Meskipun pemerintah Australia dan sebagian medianya telah mencoba untuk meremehkan peran perubahan iklim buatan manusia dalam membuat negara itu lebih rentan terhadap kebakaran hutan, sebuah tinjauan terhadap 57 makalah ilmiah yang diterbitkan sejak 2013 menyatakan hubungan yang jelas.

"Kami tidak akan membalikkan perubahan iklim pada skala waktu yang dapat dibayangkan. Jadi, kondisi yang terjadi sekarang, mereka tidak akan hilang," Richard Betts, Kepala Riset Dampak Iklim di Kantor Meteorologi Inggris Hadley Centre, yang ikut menulis kajian, mengatakan pada konferensi pers di London pada Senin (13/1).

Kajian tersebut menemukan bahwa perubahan iklim telah menyebabkan peningkatan frekuensi dan tingkat keparahan dari apa yang oleh para ilmuwan sebut sebagai "cuaca kebakaran" -- periode dengan risiko kebakaran tinggi karena kombinasi suhu yang lebih panas, kelembaban rendah, curah hujan rendah, dan angin kencang.

Efeknya tidak hanya diamati di Australia, tetapi dari Amerika Serikat bagian barat dan Kanada, hingga Eropa selatan, Skandinavia, Amazon, dan Siberia, demikian temuan kajian itu.

Secara global, musim cuaca kebakaran telah memanjang di sekitar 25% permukaan vegetasi Bumi, menghasilkan sekitar 20% peningkatan rata-rata panjang musim cuaca kebakaran, menurut data pengamatan.

Betts mengatakan Australia sangat rentan terhadap kebakaran karena wilayah daratannya telah memanas lebih dari kenaikan suhu global rata-rata sekitar 1 derajat Celcius sejak zaman pra-industri.

Organisasi Meteorologi Dunia mengatakan kenaikan suhu global bisa mencapai 3-5 C abad ini -- lebih dari tiga kali batas yang disepakati dalam Perjanjian Iklim Paris 2015 -- jika tidak ada yang dilakukan untuk menghentikan peningkatan emisi.

"Kondisi suhu di Australia sangat ekstrim saat ini tetapi itu adalah apa yang kami perkirakan terjadi rata-rata di dunia dengan tiga derajat pemanasan global," kata Betts. "Ini kembali menguraikan kepada Anda apa artinya perubahan iklim."

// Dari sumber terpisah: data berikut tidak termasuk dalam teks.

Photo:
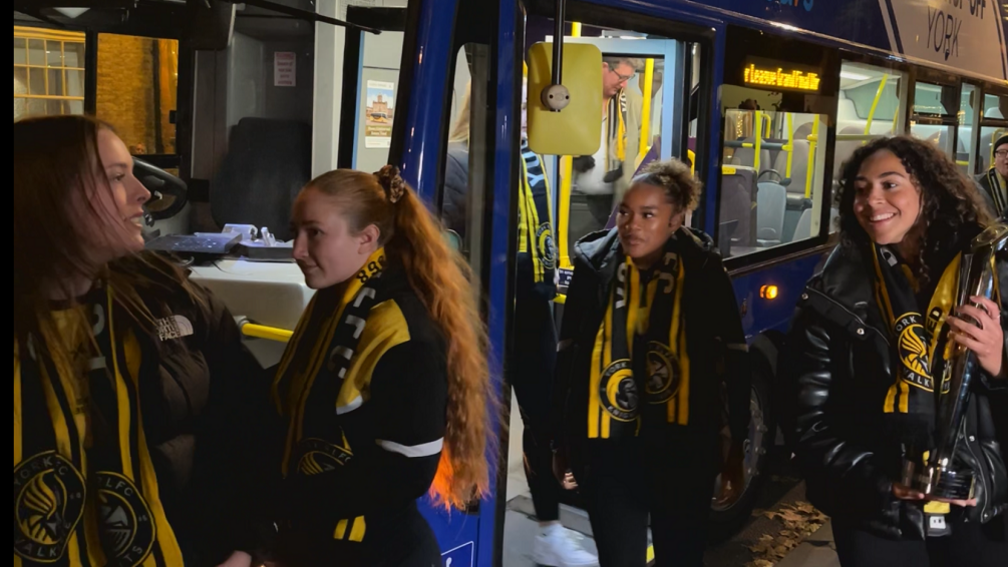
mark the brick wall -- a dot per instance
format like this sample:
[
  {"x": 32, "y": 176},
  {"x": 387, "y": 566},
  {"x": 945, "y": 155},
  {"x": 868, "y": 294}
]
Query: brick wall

Kajian dilakukan dengan menggunakan https://sciencebrief.org, sebuah platform penelitian daring baru yang didirikan oleh Inggris University of East Anglia dan Tyndall Centre for Climate Change Research.

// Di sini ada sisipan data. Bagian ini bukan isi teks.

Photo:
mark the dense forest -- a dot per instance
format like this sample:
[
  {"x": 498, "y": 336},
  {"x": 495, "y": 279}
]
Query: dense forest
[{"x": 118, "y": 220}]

Setidaknya 28 orang telah tewas dalam kebakaran di Australia yang telah menghancurkan 2.000 rumah dan meratakan 11,2 juta hektar (27,7 juta acre), hampir setengah dari wilayah Inggris.

Setelah berminggu-minggu kritik atas penanganannya terhadap krisis, Perdana Menteri Scott Morrison mengatakan pada Minggu (12/1) bahwa ia akan mengusulkan penyelidikan besar pada bencana itu, termasuk dampak dari perubahan iklim.